A tal fine va quindi osservato che in sede di merito la società ricorrente non ha mai contestato la riferibilità ad essa del rapporto contrattuale oggetto di causa, proponendo appello avverso la decisione sfavorevole di prime cure, evidentemente sul presupposto della qualità di parte del contratto.

Inoltre, e tenuto conto del tenore delle domande riconvenzionali, l’affermazione di estraneità alla vicenda contrattuale appare evidentemente incompatibile con il contenuto della domanda riconvenzionale di restituzione della somma versata a titolo di deposito, che viceversa presuppone l’assunzione della qualità di contraente, con la conseguente riferibilità alla ricorrente di tutte le altre previsioni contrattuali, ivi inclusa quella di cui all’art. 6.

Con il secondo motivo di ricorso si denunzia la nullità della sentenza e del procedimento ex art. 360 c.p.c., n. 4, in relazione all’art. 112 c.p.c., – vizio di ultrapetizione ed extra petizione.

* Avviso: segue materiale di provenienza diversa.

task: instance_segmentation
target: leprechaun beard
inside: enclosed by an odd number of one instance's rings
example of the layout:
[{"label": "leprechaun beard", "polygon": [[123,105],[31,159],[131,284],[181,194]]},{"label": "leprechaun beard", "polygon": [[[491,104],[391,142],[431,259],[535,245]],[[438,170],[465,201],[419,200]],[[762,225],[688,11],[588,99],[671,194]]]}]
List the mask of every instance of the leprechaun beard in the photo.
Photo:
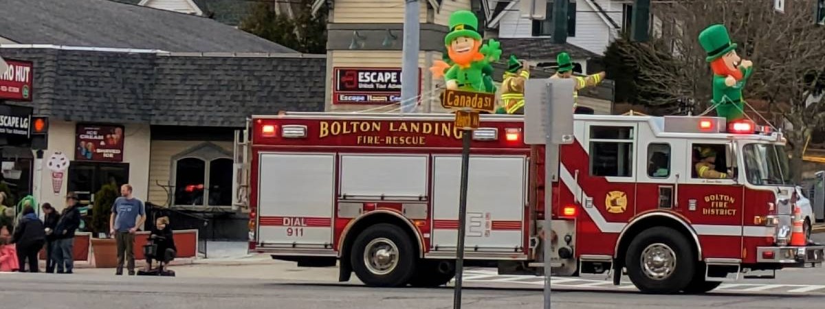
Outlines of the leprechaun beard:
[{"label": "leprechaun beard", "polygon": [[453,60],[454,63],[460,66],[466,67],[473,61],[478,61],[484,59],[484,55],[478,53],[478,48],[481,45],[480,41],[475,41],[473,43],[473,48],[469,49],[469,52],[464,53],[456,53],[453,50],[452,46],[447,46],[447,55],[450,56],[450,59]]},{"label": "leprechaun beard", "polygon": [[732,70],[729,68],[728,68],[728,64],[724,63],[724,59],[722,58],[719,58],[711,62],[710,69],[714,72],[714,74],[724,77],[732,76],[733,77],[733,79],[737,80],[738,82],[739,80],[742,80],[742,77],[743,77],[742,74],[742,71],[739,71],[738,69]]}]

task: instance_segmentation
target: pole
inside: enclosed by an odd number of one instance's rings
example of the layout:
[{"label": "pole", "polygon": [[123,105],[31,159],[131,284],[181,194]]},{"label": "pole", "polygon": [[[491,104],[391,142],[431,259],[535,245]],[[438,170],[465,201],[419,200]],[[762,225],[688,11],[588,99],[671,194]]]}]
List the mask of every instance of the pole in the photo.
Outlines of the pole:
[{"label": "pole", "polygon": [[412,113],[418,102],[418,0],[404,0],[404,42],[401,67],[401,112]]},{"label": "pole", "polygon": [[461,133],[464,147],[461,149],[461,187],[459,195],[459,241],[455,248],[455,290],[453,295],[453,309],[461,309],[461,280],[464,277],[464,238],[467,218],[467,180],[469,171],[469,143],[472,130]]},{"label": "pole", "polygon": [[[553,97],[553,88],[546,88],[547,97]],[[553,119],[553,109],[548,106],[545,109],[545,124],[550,124]],[[559,173],[559,146],[553,143],[553,126],[545,126],[544,135],[544,183],[552,184],[554,176]],[[552,266],[550,265],[550,255],[553,250],[550,248],[550,236],[553,232],[551,225],[553,223],[553,190],[548,185],[544,188],[544,224],[542,233],[544,235],[542,244],[544,247],[543,259],[544,262],[544,309],[550,309],[550,273]]]}]

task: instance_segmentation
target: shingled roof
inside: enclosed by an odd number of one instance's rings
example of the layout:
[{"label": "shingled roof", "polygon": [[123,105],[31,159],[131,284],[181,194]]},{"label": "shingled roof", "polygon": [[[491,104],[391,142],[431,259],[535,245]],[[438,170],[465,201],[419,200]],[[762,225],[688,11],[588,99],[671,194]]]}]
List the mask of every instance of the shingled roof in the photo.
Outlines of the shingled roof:
[{"label": "shingled roof", "polygon": [[170,52],[295,53],[216,21],[109,0],[0,1],[0,37],[19,44],[162,49]]},{"label": "shingled roof", "polygon": [[574,59],[598,57],[595,53],[569,43],[553,43],[553,40],[549,38],[501,38],[498,40],[502,42],[502,54],[507,57],[515,54],[516,57],[523,59],[547,59],[554,62],[556,55],[563,51],[570,54],[570,57]]},{"label": "shingled roof", "polygon": [[35,113],[66,121],[242,127],[252,114],[324,108],[323,55],[6,48],[0,55],[32,61]]}]

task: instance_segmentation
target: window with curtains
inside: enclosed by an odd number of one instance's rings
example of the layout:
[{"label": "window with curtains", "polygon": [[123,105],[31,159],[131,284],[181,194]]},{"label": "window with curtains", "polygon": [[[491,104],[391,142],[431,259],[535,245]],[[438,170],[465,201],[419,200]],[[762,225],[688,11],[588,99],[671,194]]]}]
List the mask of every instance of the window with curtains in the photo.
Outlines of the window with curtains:
[{"label": "window with curtains", "polygon": [[204,143],[174,156],[170,171],[172,205],[232,205],[231,152]]}]

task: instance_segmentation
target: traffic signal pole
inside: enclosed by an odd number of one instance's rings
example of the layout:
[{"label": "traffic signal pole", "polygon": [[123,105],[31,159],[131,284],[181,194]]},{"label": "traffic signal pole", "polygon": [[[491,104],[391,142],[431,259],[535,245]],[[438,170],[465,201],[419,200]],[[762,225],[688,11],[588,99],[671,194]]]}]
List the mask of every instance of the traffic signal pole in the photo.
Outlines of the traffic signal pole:
[{"label": "traffic signal pole", "polygon": [[418,103],[418,49],[421,7],[418,0],[404,0],[404,33],[401,67],[401,113],[412,113]]}]

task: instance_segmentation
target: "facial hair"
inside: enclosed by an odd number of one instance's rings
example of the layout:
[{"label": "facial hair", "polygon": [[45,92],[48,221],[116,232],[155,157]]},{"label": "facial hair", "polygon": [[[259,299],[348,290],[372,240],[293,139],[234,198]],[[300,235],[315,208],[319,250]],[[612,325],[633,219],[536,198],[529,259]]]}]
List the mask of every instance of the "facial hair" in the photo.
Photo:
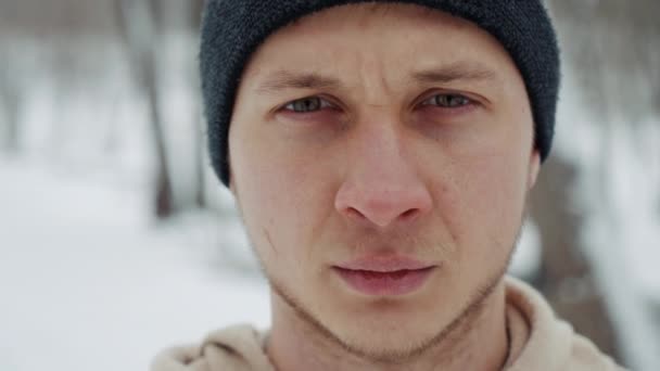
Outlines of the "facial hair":
[{"label": "facial hair", "polygon": [[[502,283],[504,276],[507,272],[507,269],[510,265],[513,252],[516,246],[518,245],[518,241],[520,239],[520,233],[522,230],[522,218],[520,222],[520,227],[518,228],[518,234],[516,240],[512,242],[512,247],[508,248],[508,255],[503,260],[499,268],[484,280],[473,293],[469,296],[466,305],[454,317],[454,319],[444,328],[442,328],[434,336],[426,340],[421,340],[417,343],[408,344],[406,347],[402,349],[367,349],[360,347],[355,344],[351,344],[340,337],[337,333],[334,333],[330,328],[323,324],[322,320],[317,318],[305,305],[303,305],[302,300],[300,300],[287,287],[287,285],[282,284],[275,274],[271,274],[268,270],[264,261],[262,260],[259,254],[257,256],[259,260],[259,266],[262,268],[263,274],[268,280],[271,292],[274,295],[277,295],[292,311],[293,314],[301,320],[303,325],[307,328],[309,331],[316,334],[320,334],[326,341],[331,344],[334,344],[345,350],[347,354],[353,355],[363,360],[377,363],[377,364],[401,364],[414,361],[415,359],[421,357],[427,354],[431,349],[435,349],[443,346],[443,343],[450,340],[450,342],[458,342],[460,337],[467,336],[470,333],[470,330],[474,325],[474,322],[478,318],[480,318],[481,314],[485,309],[485,303],[492,296],[495,289]],[[265,231],[267,234],[267,232]],[[267,235],[267,240],[271,243],[271,240]],[[272,248],[276,248],[272,246]]]}]

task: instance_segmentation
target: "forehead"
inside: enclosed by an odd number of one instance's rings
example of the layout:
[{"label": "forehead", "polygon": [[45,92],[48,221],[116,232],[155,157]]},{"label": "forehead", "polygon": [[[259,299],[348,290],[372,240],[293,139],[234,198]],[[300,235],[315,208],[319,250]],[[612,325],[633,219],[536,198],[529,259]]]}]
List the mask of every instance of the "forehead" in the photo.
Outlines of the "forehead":
[{"label": "forehead", "polygon": [[383,78],[396,79],[409,71],[457,63],[490,66],[499,72],[496,77],[518,75],[504,47],[471,22],[414,4],[358,3],[323,10],[278,30],[257,49],[243,77],[287,68],[347,78],[385,66]]}]

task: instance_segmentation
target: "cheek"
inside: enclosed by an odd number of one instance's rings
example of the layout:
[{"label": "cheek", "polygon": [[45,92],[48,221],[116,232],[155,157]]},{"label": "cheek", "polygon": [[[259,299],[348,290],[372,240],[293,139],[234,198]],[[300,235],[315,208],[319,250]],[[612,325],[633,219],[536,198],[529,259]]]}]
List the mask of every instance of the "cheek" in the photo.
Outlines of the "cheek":
[{"label": "cheek", "polygon": [[502,255],[513,246],[526,195],[525,169],[513,153],[464,159],[452,164],[449,181],[435,186],[439,213],[461,256]]},{"label": "cheek", "polygon": [[253,133],[237,130],[230,143],[236,194],[262,258],[285,259],[287,266],[305,259],[314,231],[332,210],[330,166]]}]

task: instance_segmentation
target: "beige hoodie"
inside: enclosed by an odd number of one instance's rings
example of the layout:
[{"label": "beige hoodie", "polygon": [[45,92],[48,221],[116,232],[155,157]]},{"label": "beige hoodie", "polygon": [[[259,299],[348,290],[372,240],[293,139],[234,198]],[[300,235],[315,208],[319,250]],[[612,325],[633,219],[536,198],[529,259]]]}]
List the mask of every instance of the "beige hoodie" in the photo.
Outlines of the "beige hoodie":
[{"label": "beige hoodie", "polygon": [[[620,371],[592,342],[558,320],[534,289],[506,279],[508,371]],[[168,349],[152,371],[275,371],[264,353],[265,335],[249,325],[212,333],[201,346]]]}]

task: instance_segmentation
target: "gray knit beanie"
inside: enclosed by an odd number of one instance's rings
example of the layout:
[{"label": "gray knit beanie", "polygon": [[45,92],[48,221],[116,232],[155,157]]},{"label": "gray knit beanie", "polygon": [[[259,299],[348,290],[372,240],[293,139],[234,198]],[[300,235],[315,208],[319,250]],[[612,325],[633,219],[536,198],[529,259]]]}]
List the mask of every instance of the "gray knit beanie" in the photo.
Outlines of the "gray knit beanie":
[{"label": "gray knit beanie", "polygon": [[485,29],[509,52],[524,79],[534,118],[535,145],[545,159],[555,132],[559,49],[542,0],[207,0],[200,69],[208,150],[214,170],[229,184],[228,133],[241,75],[264,40],[320,10],[359,2],[411,3],[447,12]]}]

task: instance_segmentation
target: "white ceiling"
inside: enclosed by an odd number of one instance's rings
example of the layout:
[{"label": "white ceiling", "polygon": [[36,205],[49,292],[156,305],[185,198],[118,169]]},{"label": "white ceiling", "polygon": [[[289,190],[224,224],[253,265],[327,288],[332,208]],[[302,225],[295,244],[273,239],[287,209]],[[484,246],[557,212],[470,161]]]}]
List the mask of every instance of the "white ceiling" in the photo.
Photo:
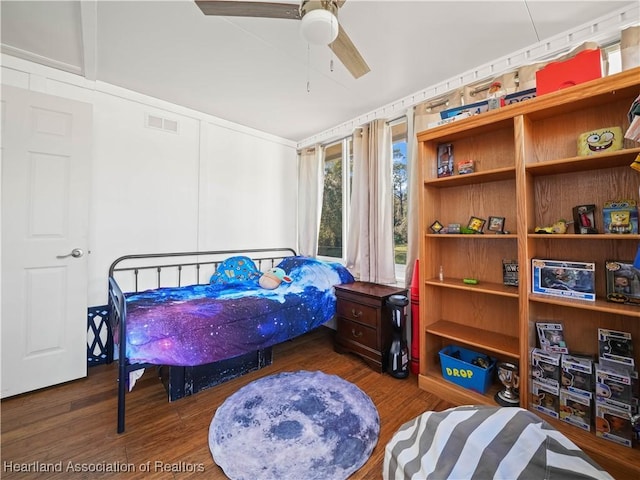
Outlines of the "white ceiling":
[{"label": "white ceiling", "polygon": [[299,21],[191,0],[2,0],[0,14],[5,53],[300,142],[636,3],[348,0],[340,23],[371,67],[357,80]]}]

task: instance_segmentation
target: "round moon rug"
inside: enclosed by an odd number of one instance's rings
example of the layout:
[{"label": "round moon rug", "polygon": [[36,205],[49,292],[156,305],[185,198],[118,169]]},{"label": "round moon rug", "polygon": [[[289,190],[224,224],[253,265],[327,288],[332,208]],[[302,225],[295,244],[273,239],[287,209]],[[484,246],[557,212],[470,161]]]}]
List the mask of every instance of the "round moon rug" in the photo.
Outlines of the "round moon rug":
[{"label": "round moon rug", "polygon": [[214,461],[233,480],[346,479],[378,442],[380,417],[356,385],[322,372],[256,380],[209,427]]}]

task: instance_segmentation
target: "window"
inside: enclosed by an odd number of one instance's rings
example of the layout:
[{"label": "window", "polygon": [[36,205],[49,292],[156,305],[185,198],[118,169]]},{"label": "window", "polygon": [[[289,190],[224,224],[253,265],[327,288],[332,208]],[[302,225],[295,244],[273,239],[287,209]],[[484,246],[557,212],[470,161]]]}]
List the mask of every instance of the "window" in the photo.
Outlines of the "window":
[{"label": "window", "polygon": [[407,120],[390,124],[393,159],[393,244],[396,278],[404,281],[407,265]]},{"label": "window", "polygon": [[325,147],[324,193],[318,256],[345,260],[347,212],[351,198],[353,144],[351,138]]}]

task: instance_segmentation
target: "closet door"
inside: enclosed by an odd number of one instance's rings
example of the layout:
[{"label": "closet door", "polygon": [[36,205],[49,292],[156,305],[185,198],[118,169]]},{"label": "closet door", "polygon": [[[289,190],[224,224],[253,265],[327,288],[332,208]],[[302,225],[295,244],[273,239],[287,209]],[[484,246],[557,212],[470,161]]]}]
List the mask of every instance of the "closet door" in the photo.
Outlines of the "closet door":
[{"label": "closet door", "polygon": [[2,397],[86,376],[91,105],[2,86]]}]

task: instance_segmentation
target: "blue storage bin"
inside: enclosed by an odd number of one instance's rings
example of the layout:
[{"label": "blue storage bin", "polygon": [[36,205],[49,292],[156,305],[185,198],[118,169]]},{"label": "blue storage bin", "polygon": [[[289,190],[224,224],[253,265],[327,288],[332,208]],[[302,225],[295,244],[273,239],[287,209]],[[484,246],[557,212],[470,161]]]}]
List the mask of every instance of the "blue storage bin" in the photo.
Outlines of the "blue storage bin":
[{"label": "blue storage bin", "polygon": [[[459,352],[459,355],[456,353]],[[497,359],[489,357],[488,368],[474,365],[478,357],[486,357],[478,352],[467,350],[457,345],[449,345],[439,352],[442,376],[450,382],[478,393],[486,393],[493,382]]]}]

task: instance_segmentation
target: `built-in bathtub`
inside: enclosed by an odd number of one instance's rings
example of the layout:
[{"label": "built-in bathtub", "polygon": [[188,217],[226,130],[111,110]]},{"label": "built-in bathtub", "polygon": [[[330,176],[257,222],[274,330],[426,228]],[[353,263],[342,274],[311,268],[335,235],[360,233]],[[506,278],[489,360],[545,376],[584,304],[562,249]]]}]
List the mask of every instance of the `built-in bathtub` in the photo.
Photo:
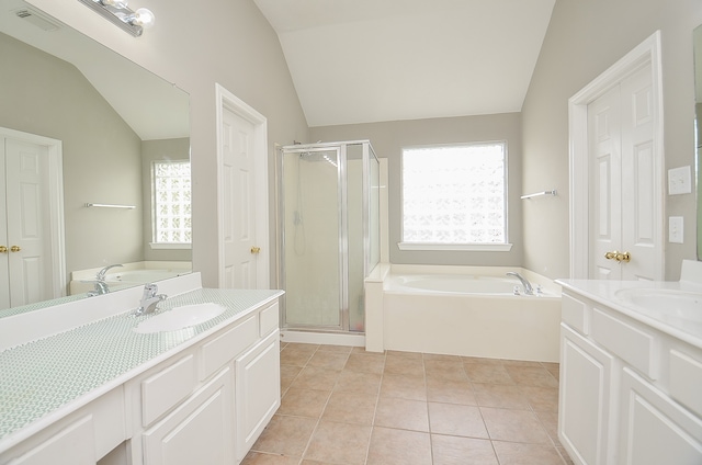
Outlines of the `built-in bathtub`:
[{"label": "built-in bathtub", "polygon": [[380,265],[366,280],[371,351],[557,362],[559,324],[559,286],[520,268]]}]

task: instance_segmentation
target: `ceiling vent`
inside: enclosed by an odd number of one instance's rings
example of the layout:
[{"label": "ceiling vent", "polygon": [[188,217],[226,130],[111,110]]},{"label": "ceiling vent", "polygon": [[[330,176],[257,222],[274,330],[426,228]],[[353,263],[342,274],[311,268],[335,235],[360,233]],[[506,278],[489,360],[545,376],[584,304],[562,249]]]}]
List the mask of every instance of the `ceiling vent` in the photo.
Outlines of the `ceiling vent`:
[{"label": "ceiling vent", "polygon": [[36,10],[32,10],[31,8],[16,10],[14,14],[21,20],[34,24],[35,26],[44,31],[56,31],[59,29],[58,23],[56,23],[53,19],[49,19],[45,14],[42,14]]}]

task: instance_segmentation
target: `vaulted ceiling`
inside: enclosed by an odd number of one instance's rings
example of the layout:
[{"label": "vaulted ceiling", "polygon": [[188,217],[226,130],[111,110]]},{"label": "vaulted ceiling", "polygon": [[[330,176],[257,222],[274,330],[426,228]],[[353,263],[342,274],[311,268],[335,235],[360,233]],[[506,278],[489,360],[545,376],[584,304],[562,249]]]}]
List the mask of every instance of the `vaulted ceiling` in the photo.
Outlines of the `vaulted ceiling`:
[{"label": "vaulted ceiling", "polygon": [[309,126],[518,112],[555,0],[254,0]]}]

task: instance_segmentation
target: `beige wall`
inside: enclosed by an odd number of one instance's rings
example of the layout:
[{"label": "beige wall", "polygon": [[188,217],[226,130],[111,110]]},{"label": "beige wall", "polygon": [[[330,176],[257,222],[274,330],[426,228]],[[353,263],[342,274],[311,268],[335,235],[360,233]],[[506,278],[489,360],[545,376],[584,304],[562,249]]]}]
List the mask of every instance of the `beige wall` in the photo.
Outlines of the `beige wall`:
[{"label": "beige wall", "polygon": [[143,260],[141,140],[72,65],[4,34],[0,55],[0,126],[63,141],[67,273]]},{"label": "beige wall", "polygon": [[[388,159],[389,257],[393,263],[514,265],[522,261],[522,204],[521,189],[521,115],[505,113],[434,120],[397,121],[313,127],[310,139],[358,140],[370,139],[375,154]],[[507,140],[509,150],[509,240],[510,252],[424,252],[401,251],[401,149],[407,146],[431,144],[460,144],[485,140]]]},{"label": "beige wall", "polygon": [[[558,189],[550,202],[524,207],[524,266],[567,277],[568,99],[619,58],[661,31],[667,170],[694,167],[692,30],[702,23],[699,0],[557,0],[522,109],[523,188]],[[667,188],[666,188],[667,192]],[[668,243],[666,279],[695,258],[693,194],[667,196],[665,216],[683,216],[683,245]]]},{"label": "beige wall", "polygon": [[[306,141],[308,128],[278,36],[252,0],[139,0],[156,25],[134,38],[75,0],[30,3],[89,35],[190,94],[193,170],[193,268],[217,284],[215,82],[268,118],[273,144]],[[131,5],[132,7],[132,5]],[[271,182],[271,189],[272,189]],[[271,191],[271,199],[272,191]],[[271,224],[274,220],[271,212]],[[274,238],[271,237],[270,247]],[[271,263],[271,273],[275,268]]]}]

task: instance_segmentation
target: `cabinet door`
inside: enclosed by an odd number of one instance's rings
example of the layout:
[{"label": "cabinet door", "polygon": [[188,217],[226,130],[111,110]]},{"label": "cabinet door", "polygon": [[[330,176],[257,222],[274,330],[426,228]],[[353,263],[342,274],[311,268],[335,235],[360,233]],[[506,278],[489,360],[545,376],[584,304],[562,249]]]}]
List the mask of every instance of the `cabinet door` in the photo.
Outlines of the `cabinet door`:
[{"label": "cabinet door", "polygon": [[558,438],[576,464],[612,463],[611,378],[612,356],[562,324]]},{"label": "cabinet door", "polygon": [[280,331],[236,360],[237,460],[242,460],[281,405]]},{"label": "cabinet door", "polygon": [[92,416],[71,423],[21,457],[10,461],[10,465],[94,465]]},{"label": "cabinet door", "polygon": [[623,370],[621,464],[702,464],[702,420]]},{"label": "cabinet door", "polygon": [[231,464],[233,397],[231,370],[226,367],[144,433],[144,463]]}]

A detta dell’odierna ricorrente, l’errore in cui sarebbe incorsa la Corte d’Appello sembrerebbe evidente in quanto la causa petendi dell’azione era costituita dal preteso inadempimento contrattuale della convenuta, mentre al contrario i giudici di appello hanno accolto una domanda di accertamento della debenza di una somma quale conseguenza dell’esercizio del diritto convenzionale di recesso, con la conseguente condanna al pagamento della multa penitenziale di importo corrispondente a quanto statuito in contratto.

Anche il secondo motivo di ricorso è privo di fondamento.

Come pacificamente affermato in giurisprudenza per l’effetto devolutivo dell’appello, il giudice di secondo grado, nei limiti dei motivi di impugnazione, deve riesaminare la causa sotto il duplice profilo del fatto e del diritto, e cosi come può pervenire ad una diversa valutazione dei fatti, può anche inquadrare le questioni prospettate in una qualificazione giuridica diversa rispetto a quella ritenuta dal primo giudice (Cass. n. 4148/1974; Cass. n. 7525/1995).

Pertanto la sentenza d’appello, anche se confermativa, si sostituisce totalmente a quella di primo grado, sicchè il giudice del gravame che confermi la decisione impugnata, la cui conclusione sia conforme a diritto, sulla base di ragioni ed argomentazioni diverse da quelle addotte dal giudice di prime cure, non viola alcun principio di diritto; la portata della decisione va, quindi, interpretata secondo i criteri ed i limiti della nuova motivazione della sentenza di appello (Cass. n. 352/2017; Cass. n. 9661/1999).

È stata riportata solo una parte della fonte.